There were harrowing scenes in the spring, when, like incense at
funeral-rites, the smoky wood-piles smouldered on the pillaged,
ransacked, and bespattered streets with their broken windows,
boarded-up doors, and defaced walls, consuming carrion and enveloping
the town in a stinking and stifling vapour.
Men with soft-skinned hands still frequented restaurants, still wooed
lascivious women, still sought to pillage the towns; they even
plundered the very corpses, hoping to carry loot into the country, to
barter it for the bread that had been gained by horny-handed labour.

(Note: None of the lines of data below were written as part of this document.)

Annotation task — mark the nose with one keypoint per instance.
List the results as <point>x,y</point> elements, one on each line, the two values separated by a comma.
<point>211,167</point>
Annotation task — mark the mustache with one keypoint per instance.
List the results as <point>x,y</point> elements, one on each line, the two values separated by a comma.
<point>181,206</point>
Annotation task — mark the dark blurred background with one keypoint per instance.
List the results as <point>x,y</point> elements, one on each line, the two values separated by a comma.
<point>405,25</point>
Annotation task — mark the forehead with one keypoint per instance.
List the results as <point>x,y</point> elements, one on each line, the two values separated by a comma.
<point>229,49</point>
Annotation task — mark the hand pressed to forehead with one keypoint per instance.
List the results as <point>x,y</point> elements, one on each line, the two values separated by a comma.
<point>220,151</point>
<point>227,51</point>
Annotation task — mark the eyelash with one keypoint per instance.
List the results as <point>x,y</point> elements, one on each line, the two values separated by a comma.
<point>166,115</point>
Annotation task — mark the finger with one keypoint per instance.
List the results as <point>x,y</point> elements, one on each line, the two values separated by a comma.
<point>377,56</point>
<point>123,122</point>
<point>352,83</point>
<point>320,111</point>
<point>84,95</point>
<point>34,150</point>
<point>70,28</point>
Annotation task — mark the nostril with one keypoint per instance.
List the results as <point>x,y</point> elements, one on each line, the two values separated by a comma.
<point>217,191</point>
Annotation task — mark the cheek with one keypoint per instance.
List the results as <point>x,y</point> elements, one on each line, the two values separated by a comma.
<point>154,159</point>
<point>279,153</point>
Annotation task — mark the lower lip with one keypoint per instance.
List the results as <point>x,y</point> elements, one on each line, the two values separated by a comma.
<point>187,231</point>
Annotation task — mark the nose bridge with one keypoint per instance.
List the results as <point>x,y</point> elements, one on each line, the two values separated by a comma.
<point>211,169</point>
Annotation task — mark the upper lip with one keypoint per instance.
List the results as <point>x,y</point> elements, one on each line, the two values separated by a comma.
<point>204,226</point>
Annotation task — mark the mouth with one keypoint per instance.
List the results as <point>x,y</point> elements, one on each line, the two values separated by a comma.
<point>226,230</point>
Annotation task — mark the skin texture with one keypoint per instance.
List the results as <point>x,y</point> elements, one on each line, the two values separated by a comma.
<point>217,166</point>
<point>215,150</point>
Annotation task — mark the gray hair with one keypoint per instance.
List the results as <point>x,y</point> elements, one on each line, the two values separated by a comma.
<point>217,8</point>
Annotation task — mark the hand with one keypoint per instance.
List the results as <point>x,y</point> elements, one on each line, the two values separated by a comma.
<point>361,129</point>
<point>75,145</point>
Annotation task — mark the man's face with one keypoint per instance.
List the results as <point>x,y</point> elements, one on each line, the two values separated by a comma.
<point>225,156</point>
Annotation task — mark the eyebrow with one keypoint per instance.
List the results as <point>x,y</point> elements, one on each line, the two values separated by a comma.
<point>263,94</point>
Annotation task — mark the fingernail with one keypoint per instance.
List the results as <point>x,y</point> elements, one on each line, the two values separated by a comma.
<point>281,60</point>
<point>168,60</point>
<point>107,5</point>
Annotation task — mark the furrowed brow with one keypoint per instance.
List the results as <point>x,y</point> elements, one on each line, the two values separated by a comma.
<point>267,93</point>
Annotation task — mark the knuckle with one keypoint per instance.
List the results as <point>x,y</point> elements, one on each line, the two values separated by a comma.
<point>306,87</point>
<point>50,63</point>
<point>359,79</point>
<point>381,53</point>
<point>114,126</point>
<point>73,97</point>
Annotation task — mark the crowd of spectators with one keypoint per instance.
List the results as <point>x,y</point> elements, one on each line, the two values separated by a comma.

Thus might they postpone their deaths another month, thus might they
still fill up papers, still go on wooing (legally) carnal women and
await their heart's desire, the return of the decadent past. They
were afraid to recognise that only one thing was left them, to rot in
death—to die—that even the past they longed for was a way to death
… Forests, thickets, fields, a tranquil sky….
Many dwelt in the towns—amongst them a certain man, no different
from the rest. He had no bread, and he too went into the country to
bargain for flour in exchange for his gramophone. Producing all the
necessary papers, permits, and licences, he proceeded to the railway,
which was dying because it too was of the towns.
At the station there were thousands of others with permits to travel
for bread, and because of those thousands only those without permits
succeeded in boarding the train. This particular man fastened himself
on the lower step of a carriage, under sacks that hung from the roof,
travelling thus for some forty miles. Then he and his gramophone were
thrown off, and for the first time in his life he tramped thirty
miles on foot under the weight of a gramophone.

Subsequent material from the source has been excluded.